[… Gireyev derin bir nefes aldı ve gözlerini bahçeye dikti.
“Budistlerin üç türlü televizyon izleme biçimi vardır. Aslında hepsi aynı şeydir, ama farklı eğitim düzeylerinde değişik biçimlerde ortaya çıkarlar. ilk önce televizyonu sesini kapatarak izlersin. Günde yaklaşık yarım saat bu şekilde en sevdiğin programların başına oturursun. Televizyonda önemli ya da ilginç bir şeyler söylediklerini hissetmeye başladığında bunun hemen farkına varıp etkisizleştirirsin. İlk başta teslim olup sesini açarsın, ama sonra yavaş yavaş alışmaya başlarsın. Ama kendini kontrol edemeyip televizyonu açtığın zaman kendini suçlu hissetmemelisin, bu herkese olur, hatta lamalara bile. Daha sonra televizyonun sesini açıp görüntüyü kapatırsın. Ve nihayet televizyonu tamamen kapalı izlemeye başlarsın. Asıl teknik bu sonuncusudur ve diğerleri buna hazırlanmanı sağlar. Tüm haber programlarının izlersin ama televizyonu açmazsın. Bunu yaparken sırtını dik tutman çok önemli, ayrıca ellerini de karnının üstünde birleştirmelisin. Sağ elin sol elinin altında olmalı, bu erkekler için; kadınlar için öbür türlü oluyor, yani sol el sağ elin altında. Bir saniye bile gözünü ekrandan ayırmamalısın. Eğer on yıl boyunca her gün en az bir saat bu şekilde televizyon izlersen, televizyonun özünü kavrayabilirsin. Aslında her şeyin özünü kavrayabilirsin.” ]
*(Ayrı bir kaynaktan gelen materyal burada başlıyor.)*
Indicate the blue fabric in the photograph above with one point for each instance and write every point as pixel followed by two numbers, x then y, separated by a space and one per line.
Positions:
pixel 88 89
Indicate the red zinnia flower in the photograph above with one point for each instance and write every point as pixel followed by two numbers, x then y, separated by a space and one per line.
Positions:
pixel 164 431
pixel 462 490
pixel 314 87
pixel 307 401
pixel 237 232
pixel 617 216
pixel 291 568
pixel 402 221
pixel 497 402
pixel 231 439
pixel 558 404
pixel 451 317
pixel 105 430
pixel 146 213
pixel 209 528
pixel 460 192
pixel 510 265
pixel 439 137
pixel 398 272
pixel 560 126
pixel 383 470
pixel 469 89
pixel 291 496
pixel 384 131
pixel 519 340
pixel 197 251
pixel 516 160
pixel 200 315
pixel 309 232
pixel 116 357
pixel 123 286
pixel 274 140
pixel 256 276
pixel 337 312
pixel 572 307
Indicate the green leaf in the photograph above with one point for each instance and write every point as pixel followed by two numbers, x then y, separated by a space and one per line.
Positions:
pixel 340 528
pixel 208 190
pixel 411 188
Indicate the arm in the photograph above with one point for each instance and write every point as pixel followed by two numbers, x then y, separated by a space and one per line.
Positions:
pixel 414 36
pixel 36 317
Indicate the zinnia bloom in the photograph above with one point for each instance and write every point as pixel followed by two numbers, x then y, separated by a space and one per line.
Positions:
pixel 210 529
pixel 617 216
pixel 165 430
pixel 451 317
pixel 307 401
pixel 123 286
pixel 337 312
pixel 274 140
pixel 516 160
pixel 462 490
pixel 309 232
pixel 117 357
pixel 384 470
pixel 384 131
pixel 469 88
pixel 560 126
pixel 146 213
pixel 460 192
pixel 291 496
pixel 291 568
Pelevin, Victor., Homo Zapiens, Çev. Doğan, Bülent O., Türkiye İş Bankası Kültür Yayınları, Birinci Basım, Haziran 2004, İstanbul .
Viktor'un yazdıklarını aktardım. Benimle bir ilgisi yok. Ama televizyon reklamları için yararlı bir yöntem öneriyor.
BvP.
7 yorum:
İlginç bir kitaba benziyor anlaşılan. 3 türlü izleme şekline umarım kimse kanıpta denemez :D
Denemek mi ? Zaten yapılan bu !
Mamasını yedirirken huysuzluk yapmasın diye reklam izlettirilen bebekler. "Garadaşşak Konağı" dizisinin finalinde hayat durdu, sokaklar boşaldı, manşetleri ve haberleri. Benzeri bin çeşit acayiplik.
TVnin gösterdiği şeylerin anlam ifade etmediği diğer canlıların gözüyle bir bakış yakalamak adına faydalı tavsiyeler.
Ben de diyrum ki umarım herkes dener !
Asai, Kalp kalbe ne kadar şey. Ben de "ulan acaba buna kanıp uyanlar mı dangalak sayılmalı, yoksa inanmayıp, inatla seyretmeye devam edenler mi?" diye sormak üzereydim.
Aptal kutusu demekle olmuyo, aynı muameleyi yapmak lazım. Şu an ulusal kanallarımız tamamen halkı uyutma ve koyunlaştırma amaçlı yayınlar yapıyorlar.Eee gerçi bok kondurmadığımız Türk'lüğümüzün değişmezi "kim kime kayıyor" oldukça öyle anüse böyle penüs.
Korhan, o "kimin ski kimin gtünde" programlarının başlangıcı yüce TAN gazetesini hatırlıyor musun? Bakkal önünde çekirdek çitleyip ve fakat köpeklerden köpek gibi korkan adamların orhan yayını Tan gazetesi ? "Helga İbrahim'inkinden her sabah üç kere yemezse rahat edemiyor" başlıklarını?
Hatırlıyorum ama hiç olmazsa onu isteyen kendi kitlesi alırdı dayatmayla ana kanallarda alternatifsiz verilmezdi. Bi bok da iyiye gitse şaşarım zaten
İşte yazacağız biz de "kustum", taaak göndereceğiz, bilmem kaça. Ha, unutmadan: amına koyayım ben böyle işin!